I was editing the comment above to add today's zero-window ack stats, but you responded before I was done.

My early troubleshooting attempts were based on what seemed sensible to me, but I've only hit dead ends so far, so my focus has shifted to any "that's funny" logs/metrics. Latency when adding doesn't concern me much, except when the average latency grows since it reduces my throughput for that thread.

Depends whether it's a send buffer or a receive buffer which is filling up. It's Elasticsearch's job to consume the receive buffer, so if you see one of them overflowing then that's an ES problem, but if it's just the send buffer which is full then it's the network not delivering data fast enough.

These network stats indicate that the receive buffer was full on less than 200 occasions over the course of a day, which sounds fine to me.

True, but I would expect there to be enough other client threads for this not to matter too much. Is that not the case?

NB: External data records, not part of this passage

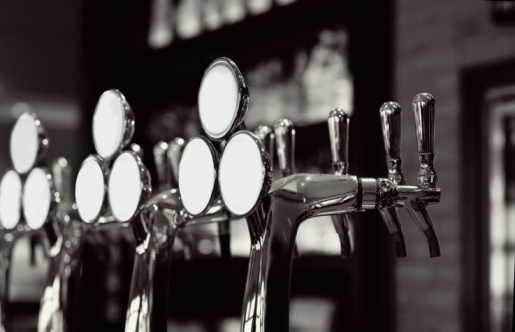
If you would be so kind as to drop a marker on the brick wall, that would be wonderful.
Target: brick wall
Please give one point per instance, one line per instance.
(434, 40)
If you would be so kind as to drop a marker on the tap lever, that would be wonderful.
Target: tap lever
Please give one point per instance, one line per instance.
(285, 139)
(418, 211)
(390, 113)
(393, 224)
(339, 136)
(174, 154)
(424, 111)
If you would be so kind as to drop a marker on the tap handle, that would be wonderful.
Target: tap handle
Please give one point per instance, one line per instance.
(175, 149)
(390, 113)
(339, 136)
(285, 140)
(424, 111)
(338, 123)
(161, 163)
(267, 137)
(62, 174)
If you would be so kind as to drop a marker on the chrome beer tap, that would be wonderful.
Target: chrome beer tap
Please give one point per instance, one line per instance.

Partially. The ingestion pipeline uses Kinesis as the queue before writing to Elasticsearch. Kinesis scales horizontally by adding new shards, each with a designated hash range for the partition key. Those shards are automatically assigned to workers by the client library, and processing of a single shard is always single-threaded. This means that delays in writing one batch of records to elasticsearch will cause slower processing for that shard, limiting the pipeline throughput.

I could have some batching after reading from Kinesis, but this would require more checkpoints and de-duplication checks if a job restarted. The current design is simple and attractive since I read a compressed batch of 400-1000 objects for a single tenant from Kinesis, bulk index them, then update the checkpoint in DynamoDB. Adding parallel processing after reading from Kinesis would add complexity and new failure modes, so I've been focusing on the current bottleneck when writing to Elasticsearch. There are other options, e.g. oversharding kinesis, but I'll avoid those tangents.

I captured metrics around each part of the ingestion pipeline and the write to elasticsearch dominates the processing time, with an average of 48s per minute writing to elasticsearch, and the next most expensive operation taking an average of 4s per minute.

This sounds very low given that you have 12 powerful hot nodes. I am assuming you are sending requests directly to the hot nodes, and in that case it sounds like you at any point only have six connections in place. Latency for large bulk requests can grow, so whenever I have benchmarked clusters with respect to throughput I have typically had at least this many connections per hot node.